Plus a new look at flood rate inadequacy
With the news that FEMA is delaying the premier of its new flood insurance rates from April 1 to October 1 – and phasing them in – comes new details on exactly how its Risk Rating 2.0 program will work, to bring more actuarially-sound rates to the National Flood Insurance Program (NFIP). There’s also a new report showing current NFIP rates are grossly inadequate by a factor of 4.5, while flood risks here in Florida and the U.S. continue to grow. Plus the new edition of the Flood Insurance Manual is out. It’s all in this week’s Flood News update.
Risk Rating 2.0: A new report by the Congressional Research Service analyzes the NFIP’s new Risk Rating 2.0 program that will base the flood insurance rate on individual property-specific risks instead of the flood zone the property is in on a decades-old Flood Insurance Rate Map.
The premium will be calculated based on the features of an individual property’s structure, including the foundation type, the height of the lowest floor relative to base flood elevation, and the replacement cost value of the structure. The current rating system includes two sources of flood risk: the 1%-annual-chance fluvial (river) flood and the 1%-annual-chance coastal flood. Risk Rating 2.0 will instead incorporate a broader range of flood frequencies and sources as well as geographical variables such as the distance to water, the type and size of nearest bodies of water, and the elevation of the property relative to the flooding source.
According to FEMA, although mapped flood zones will no longer be used to calculate a property’s flood insurance premium, flood zones will still be used for floodplain management purposes, and the boundary of the Special Flood Hazard Area will still be required for the mandatory purchase requirement. Risk Rating 2.0 will continue the overall policy of phasing out NFIP subsidies under the current Biggert Waters I & II Acts, but won’t be able to increase rates faster than the existing limit for primary residences of 5%-18% increases annually.

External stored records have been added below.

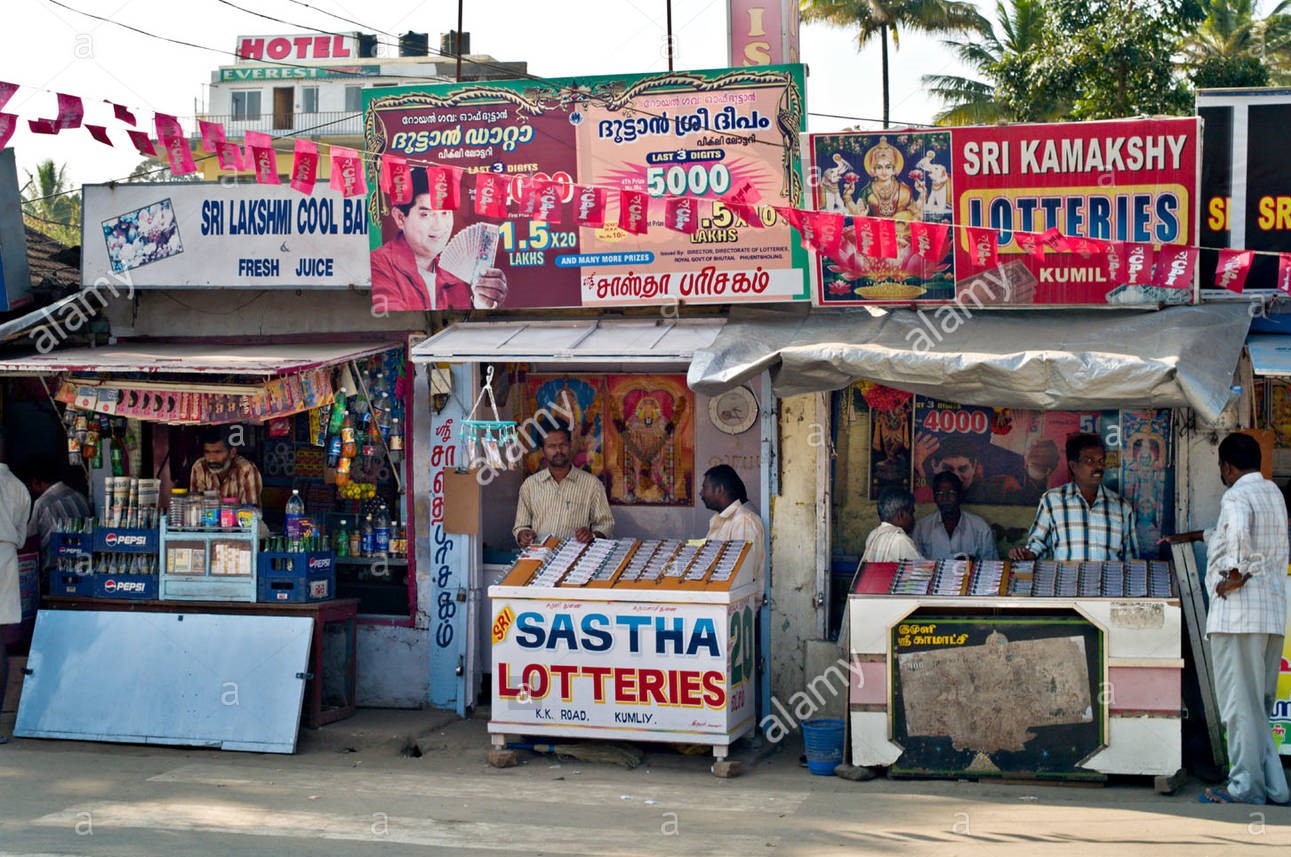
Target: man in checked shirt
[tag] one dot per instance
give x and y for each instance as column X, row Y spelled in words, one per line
column 1246, row 572
column 1082, row 520
column 562, row 500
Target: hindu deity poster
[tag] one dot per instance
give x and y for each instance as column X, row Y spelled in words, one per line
column 573, row 402
column 650, row 440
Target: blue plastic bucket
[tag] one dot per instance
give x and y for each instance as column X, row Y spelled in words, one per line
column 824, row 740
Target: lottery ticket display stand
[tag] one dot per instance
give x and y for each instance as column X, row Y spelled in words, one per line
column 626, row 639
column 1021, row 670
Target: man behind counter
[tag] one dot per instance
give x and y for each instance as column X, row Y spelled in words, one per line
column 562, row 500
column 1082, row 520
column 222, row 470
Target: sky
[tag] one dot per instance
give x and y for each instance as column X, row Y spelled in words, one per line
column 49, row 47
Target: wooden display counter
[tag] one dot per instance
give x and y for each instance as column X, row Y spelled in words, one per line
column 323, row 705
column 1065, row 671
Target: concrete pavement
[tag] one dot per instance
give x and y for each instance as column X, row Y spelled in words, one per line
column 356, row 787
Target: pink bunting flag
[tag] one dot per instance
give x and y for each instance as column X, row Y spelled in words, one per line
column 930, row 240
column 1116, row 260
column 446, row 187
column 875, row 238
column 142, row 142
column 1054, row 238
column 682, row 214
column 633, row 212
column 1285, row 272
column 1032, row 244
column 100, row 133
column 491, row 195
column 1139, row 262
column 176, row 145
column 546, row 199
column 212, row 134
column 1232, row 269
column 305, row 167
column 70, row 111
column 395, row 180
column 823, row 232
column 589, row 205
column 1175, row 266
column 8, row 124
column 983, row 245
column 229, row 155
column 123, row 114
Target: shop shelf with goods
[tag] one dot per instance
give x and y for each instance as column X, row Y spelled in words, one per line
column 211, row 563
column 640, row 640
column 1048, row 670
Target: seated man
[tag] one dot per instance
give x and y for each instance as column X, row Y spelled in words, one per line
column 952, row 532
column 890, row 541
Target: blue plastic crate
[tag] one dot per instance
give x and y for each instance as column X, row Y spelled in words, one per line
column 124, row 540
column 70, row 584
column 70, row 544
column 283, row 577
column 128, row 586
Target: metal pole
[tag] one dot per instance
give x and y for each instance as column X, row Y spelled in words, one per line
column 669, row 3
column 458, row 40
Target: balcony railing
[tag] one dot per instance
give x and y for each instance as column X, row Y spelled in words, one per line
column 320, row 124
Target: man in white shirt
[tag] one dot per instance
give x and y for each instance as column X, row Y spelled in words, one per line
column 53, row 501
column 1246, row 572
column 723, row 492
column 952, row 532
column 14, row 510
column 890, row 541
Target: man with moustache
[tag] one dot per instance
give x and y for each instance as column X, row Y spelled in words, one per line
column 1082, row 520
column 952, row 532
column 222, row 470
column 562, row 500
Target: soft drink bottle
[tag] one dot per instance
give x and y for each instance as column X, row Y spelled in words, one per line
column 294, row 513
column 381, row 534
column 367, row 537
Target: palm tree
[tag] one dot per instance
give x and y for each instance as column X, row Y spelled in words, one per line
column 49, row 205
column 883, row 18
column 1234, row 48
column 972, row 102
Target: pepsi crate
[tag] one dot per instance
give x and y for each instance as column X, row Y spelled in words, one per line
column 70, row 584
column 294, row 577
column 125, row 540
column 70, row 544
column 129, row 586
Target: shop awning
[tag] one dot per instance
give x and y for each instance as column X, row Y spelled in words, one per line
column 1041, row 359
column 193, row 358
column 573, row 341
column 1270, row 354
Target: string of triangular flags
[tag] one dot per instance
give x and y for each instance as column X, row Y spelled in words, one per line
column 1170, row 266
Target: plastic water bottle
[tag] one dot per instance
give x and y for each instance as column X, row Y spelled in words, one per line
column 367, row 537
column 294, row 513
column 381, row 532
column 341, row 540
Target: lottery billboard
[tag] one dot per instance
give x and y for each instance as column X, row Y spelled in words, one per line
column 701, row 136
column 1072, row 213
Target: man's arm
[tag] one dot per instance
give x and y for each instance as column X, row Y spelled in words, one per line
column 602, row 519
column 523, row 515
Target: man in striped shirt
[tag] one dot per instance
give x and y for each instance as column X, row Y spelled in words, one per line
column 1082, row 520
column 1246, row 573
column 562, row 500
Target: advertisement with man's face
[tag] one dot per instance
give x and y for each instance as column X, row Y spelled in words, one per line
column 686, row 136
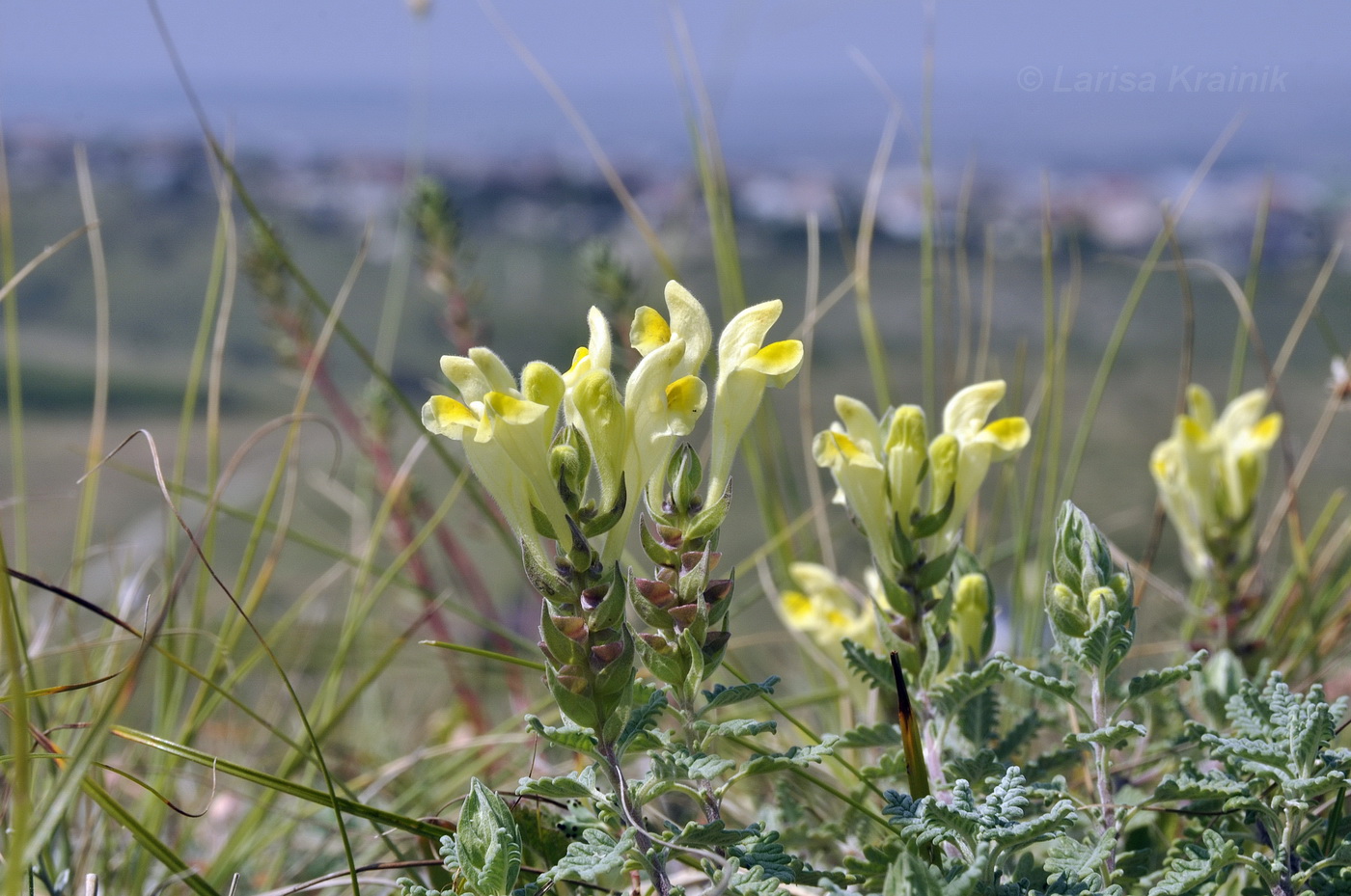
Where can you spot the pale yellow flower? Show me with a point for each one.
(1209, 473)
(979, 445)
(506, 431)
(823, 608)
(745, 367)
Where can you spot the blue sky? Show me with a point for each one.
(1040, 83)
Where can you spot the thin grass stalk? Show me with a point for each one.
(1250, 287)
(961, 260)
(928, 219)
(763, 453)
(816, 497)
(982, 348)
(868, 332)
(19, 768)
(1056, 406)
(1132, 301)
(14, 368)
(1039, 464)
(98, 421)
(1307, 311)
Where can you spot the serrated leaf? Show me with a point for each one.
(981, 767)
(566, 736)
(1186, 787)
(880, 734)
(1111, 737)
(796, 756)
(1074, 859)
(874, 669)
(766, 853)
(955, 690)
(642, 720)
(571, 785)
(1155, 679)
(722, 695)
(591, 858)
(682, 764)
(712, 835)
(736, 727)
(1196, 864)
(1062, 689)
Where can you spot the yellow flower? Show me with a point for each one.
(592, 357)
(979, 443)
(745, 366)
(665, 395)
(688, 321)
(506, 431)
(823, 608)
(861, 482)
(1209, 474)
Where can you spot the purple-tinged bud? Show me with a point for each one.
(605, 653)
(718, 590)
(692, 558)
(684, 615)
(573, 628)
(655, 592)
(592, 598)
(657, 642)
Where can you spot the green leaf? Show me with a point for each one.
(874, 669)
(642, 720)
(1196, 864)
(1062, 689)
(486, 844)
(722, 695)
(1019, 736)
(1111, 737)
(880, 734)
(1155, 679)
(571, 785)
(796, 756)
(1076, 861)
(569, 737)
(594, 855)
(736, 727)
(712, 835)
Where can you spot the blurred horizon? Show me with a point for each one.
(794, 85)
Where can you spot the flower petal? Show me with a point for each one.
(445, 416)
(777, 361)
(648, 331)
(1006, 436)
(745, 335)
(685, 399)
(689, 321)
(968, 411)
(860, 424)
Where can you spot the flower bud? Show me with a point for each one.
(905, 453)
(1064, 611)
(943, 456)
(970, 615)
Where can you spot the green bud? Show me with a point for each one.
(1064, 609)
(943, 456)
(486, 844)
(1100, 602)
(600, 416)
(969, 624)
(905, 457)
(685, 475)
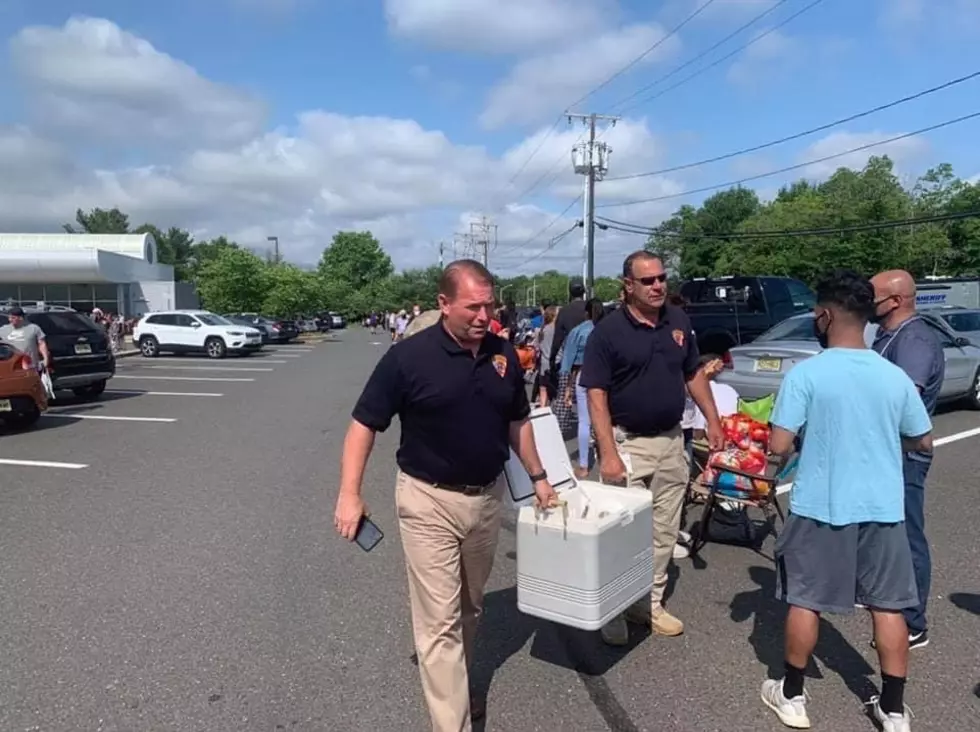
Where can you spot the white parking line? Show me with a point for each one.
(948, 439)
(137, 392)
(106, 418)
(202, 368)
(956, 437)
(42, 464)
(179, 378)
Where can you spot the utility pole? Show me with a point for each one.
(590, 159)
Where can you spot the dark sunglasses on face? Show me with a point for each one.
(651, 280)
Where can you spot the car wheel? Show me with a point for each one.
(149, 347)
(91, 391)
(215, 347)
(24, 420)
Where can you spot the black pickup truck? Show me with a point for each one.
(730, 311)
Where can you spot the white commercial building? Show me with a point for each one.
(117, 273)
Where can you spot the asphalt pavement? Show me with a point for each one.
(168, 562)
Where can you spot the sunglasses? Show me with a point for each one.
(651, 280)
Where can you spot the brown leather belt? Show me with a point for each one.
(466, 490)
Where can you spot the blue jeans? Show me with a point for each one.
(584, 426)
(916, 467)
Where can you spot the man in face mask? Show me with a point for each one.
(911, 344)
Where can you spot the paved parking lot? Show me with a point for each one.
(168, 562)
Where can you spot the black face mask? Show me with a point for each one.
(821, 335)
(875, 318)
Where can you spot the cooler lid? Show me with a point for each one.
(554, 459)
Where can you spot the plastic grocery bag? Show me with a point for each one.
(48, 384)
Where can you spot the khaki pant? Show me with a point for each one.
(449, 540)
(660, 464)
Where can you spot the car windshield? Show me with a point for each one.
(963, 322)
(210, 319)
(792, 329)
(53, 323)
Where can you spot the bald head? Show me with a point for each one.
(894, 297)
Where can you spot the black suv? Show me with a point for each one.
(81, 357)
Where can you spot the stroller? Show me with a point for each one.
(742, 476)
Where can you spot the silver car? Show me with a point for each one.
(757, 368)
(965, 321)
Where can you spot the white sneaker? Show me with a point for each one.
(791, 712)
(890, 722)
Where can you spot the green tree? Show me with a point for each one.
(99, 221)
(291, 291)
(234, 280)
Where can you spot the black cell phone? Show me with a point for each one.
(368, 534)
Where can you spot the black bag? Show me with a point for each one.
(733, 527)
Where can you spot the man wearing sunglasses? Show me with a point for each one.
(640, 363)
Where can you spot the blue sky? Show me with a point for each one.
(409, 117)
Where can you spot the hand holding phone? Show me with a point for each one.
(368, 534)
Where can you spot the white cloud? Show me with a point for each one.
(902, 152)
(773, 54)
(101, 81)
(302, 183)
(495, 26)
(540, 86)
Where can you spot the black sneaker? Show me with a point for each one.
(916, 640)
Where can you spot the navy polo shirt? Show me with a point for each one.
(644, 369)
(455, 409)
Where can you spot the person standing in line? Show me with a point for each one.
(569, 316)
(571, 366)
(844, 543)
(27, 337)
(546, 336)
(461, 399)
(911, 344)
(640, 363)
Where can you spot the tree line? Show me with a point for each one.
(732, 232)
(859, 216)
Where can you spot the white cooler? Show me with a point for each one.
(584, 568)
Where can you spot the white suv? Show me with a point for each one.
(193, 331)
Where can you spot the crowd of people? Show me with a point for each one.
(858, 417)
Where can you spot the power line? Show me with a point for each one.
(805, 133)
(710, 50)
(789, 168)
(793, 233)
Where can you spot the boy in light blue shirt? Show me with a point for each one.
(844, 543)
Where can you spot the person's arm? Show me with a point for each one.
(381, 400)
(915, 426)
(789, 414)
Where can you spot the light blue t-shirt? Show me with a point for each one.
(855, 406)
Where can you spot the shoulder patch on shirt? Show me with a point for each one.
(500, 363)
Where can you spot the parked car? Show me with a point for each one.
(757, 369)
(193, 331)
(965, 321)
(729, 311)
(22, 395)
(81, 355)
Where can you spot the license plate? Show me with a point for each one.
(768, 364)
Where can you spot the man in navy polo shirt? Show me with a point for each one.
(911, 344)
(460, 396)
(640, 363)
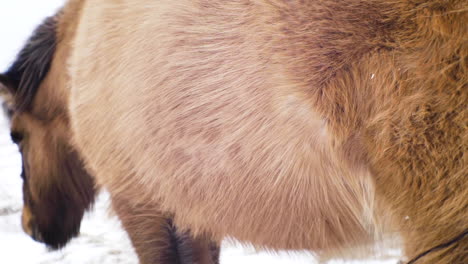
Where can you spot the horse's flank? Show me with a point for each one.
(230, 130)
(288, 124)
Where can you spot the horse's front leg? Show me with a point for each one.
(157, 241)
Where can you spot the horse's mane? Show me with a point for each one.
(33, 63)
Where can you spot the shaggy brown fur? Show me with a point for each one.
(56, 187)
(288, 124)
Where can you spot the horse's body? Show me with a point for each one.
(313, 125)
(288, 124)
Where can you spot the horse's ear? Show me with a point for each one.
(6, 94)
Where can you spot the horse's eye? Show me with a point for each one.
(16, 137)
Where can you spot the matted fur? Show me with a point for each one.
(56, 187)
(286, 124)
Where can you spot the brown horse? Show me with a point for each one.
(57, 189)
(314, 125)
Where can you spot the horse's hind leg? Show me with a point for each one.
(157, 241)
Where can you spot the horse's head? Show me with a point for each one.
(56, 187)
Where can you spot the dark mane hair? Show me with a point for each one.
(32, 63)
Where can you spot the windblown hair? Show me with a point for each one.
(32, 64)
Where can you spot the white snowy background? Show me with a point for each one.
(102, 239)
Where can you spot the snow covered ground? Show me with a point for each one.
(102, 239)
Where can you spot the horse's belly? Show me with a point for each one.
(190, 104)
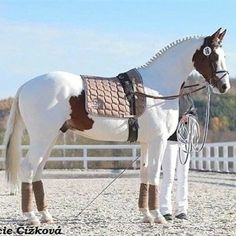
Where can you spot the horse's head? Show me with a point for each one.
(209, 61)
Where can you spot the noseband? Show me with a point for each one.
(209, 51)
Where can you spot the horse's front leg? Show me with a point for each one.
(144, 185)
(156, 151)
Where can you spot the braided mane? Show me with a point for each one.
(166, 48)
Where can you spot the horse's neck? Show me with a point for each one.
(167, 71)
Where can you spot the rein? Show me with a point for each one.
(172, 97)
(188, 133)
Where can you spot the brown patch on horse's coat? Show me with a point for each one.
(79, 116)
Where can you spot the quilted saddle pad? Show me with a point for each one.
(106, 96)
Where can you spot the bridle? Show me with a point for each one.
(212, 57)
(213, 79)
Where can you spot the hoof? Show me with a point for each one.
(160, 220)
(33, 222)
(46, 217)
(148, 219)
(47, 221)
(31, 219)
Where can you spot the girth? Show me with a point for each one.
(128, 87)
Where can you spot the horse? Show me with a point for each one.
(53, 102)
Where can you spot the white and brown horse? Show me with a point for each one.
(45, 103)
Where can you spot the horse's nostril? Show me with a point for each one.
(224, 87)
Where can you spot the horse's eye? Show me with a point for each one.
(214, 56)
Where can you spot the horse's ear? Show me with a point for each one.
(216, 35)
(221, 35)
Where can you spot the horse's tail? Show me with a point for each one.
(12, 142)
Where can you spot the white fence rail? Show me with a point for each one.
(219, 157)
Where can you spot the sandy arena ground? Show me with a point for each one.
(212, 205)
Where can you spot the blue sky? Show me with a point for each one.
(100, 37)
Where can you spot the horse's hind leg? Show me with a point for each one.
(144, 185)
(39, 192)
(155, 155)
(37, 151)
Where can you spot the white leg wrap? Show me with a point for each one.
(158, 217)
(46, 217)
(31, 218)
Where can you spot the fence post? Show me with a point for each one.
(193, 161)
(200, 156)
(208, 158)
(134, 155)
(234, 158)
(85, 156)
(225, 158)
(216, 157)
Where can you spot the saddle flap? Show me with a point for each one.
(106, 96)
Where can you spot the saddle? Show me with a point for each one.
(111, 97)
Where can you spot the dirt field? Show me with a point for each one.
(212, 206)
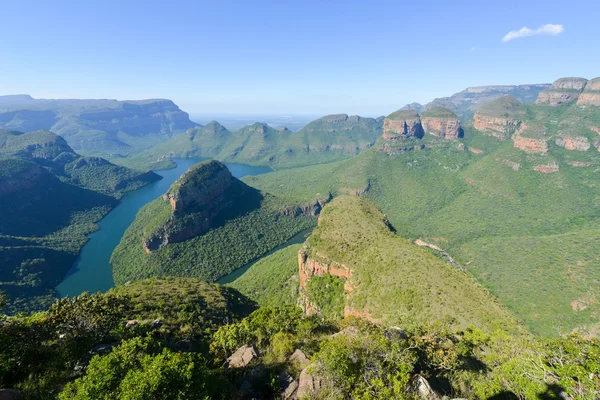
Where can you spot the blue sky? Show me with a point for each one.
(289, 57)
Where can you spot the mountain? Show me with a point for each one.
(354, 264)
(327, 139)
(466, 102)
(514, 201)
(108, 128)
(207, 225)
(50, 198)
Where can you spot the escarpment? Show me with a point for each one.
(354, 264)
(531, 138)
(199, 200)
(562, 91)
(442, 123)
(591, 94)
(402, 124)
(499, 118)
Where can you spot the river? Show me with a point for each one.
(92, 271)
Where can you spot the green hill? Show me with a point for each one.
(483, 199)
(50, 198)
(107, 128)
(327, 139)
(388, 279)
(207, 225)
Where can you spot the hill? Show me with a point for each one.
(353, 264)
(207, 225)
(50, 198)
(107, 128)
(466, 102)
(327, 139)
(490, 201)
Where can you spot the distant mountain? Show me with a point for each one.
(515, 201)
(97, 127)
(466, 102)
(207, 225)
(330, 138)
(50, 198)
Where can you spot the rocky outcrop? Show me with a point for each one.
(311, 210)
(579, 143)
(531, 138)
(196, 199)
(591, 94)
(309, 384)
(402, 124)
(562, 91)
(242, 357)
(547, 168)
(442, 123)
(499, 118)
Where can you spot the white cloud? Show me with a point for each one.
(548, 29)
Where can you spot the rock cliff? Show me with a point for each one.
(531, 138)
(591, 94)
(562, 91)
(196, 202)
(441, 122)
(403, 124)
(499, 118)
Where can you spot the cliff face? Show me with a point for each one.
(591, 94)
(195, 200)
(562, 91)
(531, 138)
(579, 143)
(402, 124)
(499, 118)
(441, 122)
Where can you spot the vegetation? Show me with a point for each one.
(273, 280)
(524, 234)
(82, 348)
(330, 138)
(51, 197)
(244, 224)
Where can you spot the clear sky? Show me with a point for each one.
(294, 57)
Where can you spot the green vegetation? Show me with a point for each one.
(330, 138)
(50, 199)
(241, 225)
(273, 280)
(107, 128)
(88, 347)
(527, 236)
(327, 293)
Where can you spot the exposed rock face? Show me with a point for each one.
(497, 127)
(591, 94)
(529, 145)
(442, 123)
(468, 101)
(547, 168)
(579, 143)
(308, 385)
(499, 118)
(311, 209)
(562, 91)
(242, 357)
(403, 123)
(196, 199)
(531, 138)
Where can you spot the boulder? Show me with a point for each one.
(308, 384)
(299, 357)
(424, 390)
(9, 394)
(242, 357)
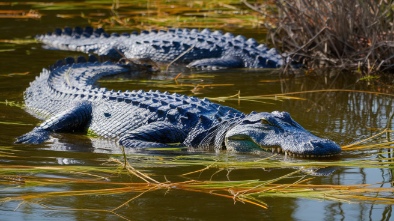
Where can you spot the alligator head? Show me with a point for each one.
(277, 132)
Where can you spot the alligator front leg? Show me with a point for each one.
(158, 134)
(75, 118)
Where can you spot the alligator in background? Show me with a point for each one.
(66, 96)
(201, 50)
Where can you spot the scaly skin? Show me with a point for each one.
(202, 50)
(67, 98)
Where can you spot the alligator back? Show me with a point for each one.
(115, 113)
(203, 49)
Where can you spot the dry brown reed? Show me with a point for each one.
(355, 35)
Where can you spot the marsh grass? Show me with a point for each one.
(352, 35)
(107, 180)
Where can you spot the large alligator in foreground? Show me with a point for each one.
(68, 99)
(201, 50)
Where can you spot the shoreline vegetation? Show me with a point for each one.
(353, 35)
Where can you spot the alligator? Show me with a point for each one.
(68, 97)
(200, 50)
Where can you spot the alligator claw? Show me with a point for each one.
(36, 136)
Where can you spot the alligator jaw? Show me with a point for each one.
(279, 150)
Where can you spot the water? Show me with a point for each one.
(343, 116)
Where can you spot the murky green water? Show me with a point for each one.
(344, 116)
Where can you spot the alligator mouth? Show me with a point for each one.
(279, 150)
(276, 149)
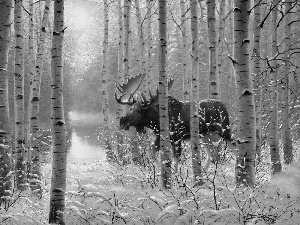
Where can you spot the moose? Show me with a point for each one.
(213, 117)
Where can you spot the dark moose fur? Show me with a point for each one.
(213, 117)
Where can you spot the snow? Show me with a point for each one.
(102, 193)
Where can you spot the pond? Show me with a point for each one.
(85, 145)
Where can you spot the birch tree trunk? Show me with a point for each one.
(166, 156)
(274, 145)
(20, 152)
(34, 99)
(119, 110)
(221, 39)
(6, 181)
(184, 53)
(286, 124)
(245, 161)
(149, 43)
(58, 128)
(195, 142)
(127, 40)
(104, 69)
(136, 156)
(214, 80)
(142, 59)
(256, 75)
(31, 52)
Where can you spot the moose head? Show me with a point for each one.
(143, 112)
(213, 116)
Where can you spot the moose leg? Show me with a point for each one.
(154, 149)
(177, 149)
(208, 154)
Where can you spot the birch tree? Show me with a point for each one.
(104, 68)
(127, 40)
(6, 12)
(166, 156)
(119, 110)
(149, 42)
(142, 61)
(34, 98)
(245, 161)
(20, 166)
(184, 52)
(286, 124)
(58, 128)
(256, 74)
(136, 156)
(195, 142)
(273, 140)
(214, 80)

Current NFIP Rates Inadequate: New research by the nonprofit First Street Foundation confirms that the NFIP doesn’t charge enough premium to cover actual flood risks and resulting costs. Its report The Cost of Climate calculated the average annual loss statistics for each of the 4.3 million residential properties in the lower 48 states. It found that if all of them were insured by the NFIP, its rates would need to increase 4.5 times to cover the risk. The report is chock full of interesting data, including overviews of each state (Florida’s is on pages 38-39).
In Miami-Dade County, the report found the average NFIP premium for a Miami resident is $1,069 a year when it should really be nearly $1,500. The average premium for a Miami Beach resident though is up to $20,000 less than it actuarially should be. Yet in South Miami, First Street found that residents there on average are paying 16% too much compared to the actual risk. You can read more in this latest Insurance Journal article Study: Floridians in Flood Zones Underpaying for Flood Insurance by Average of 379%
Updated NFIP Flood Manual: FEMA it out with the latest update to the NFIP’s Flood Insurance Manual. It incorporates the minimal program changes announced in October 2020, including the list of eligibility requirements to the Community Rating System, premium rates, and severe repetitive loss premium and reserve fund assessments.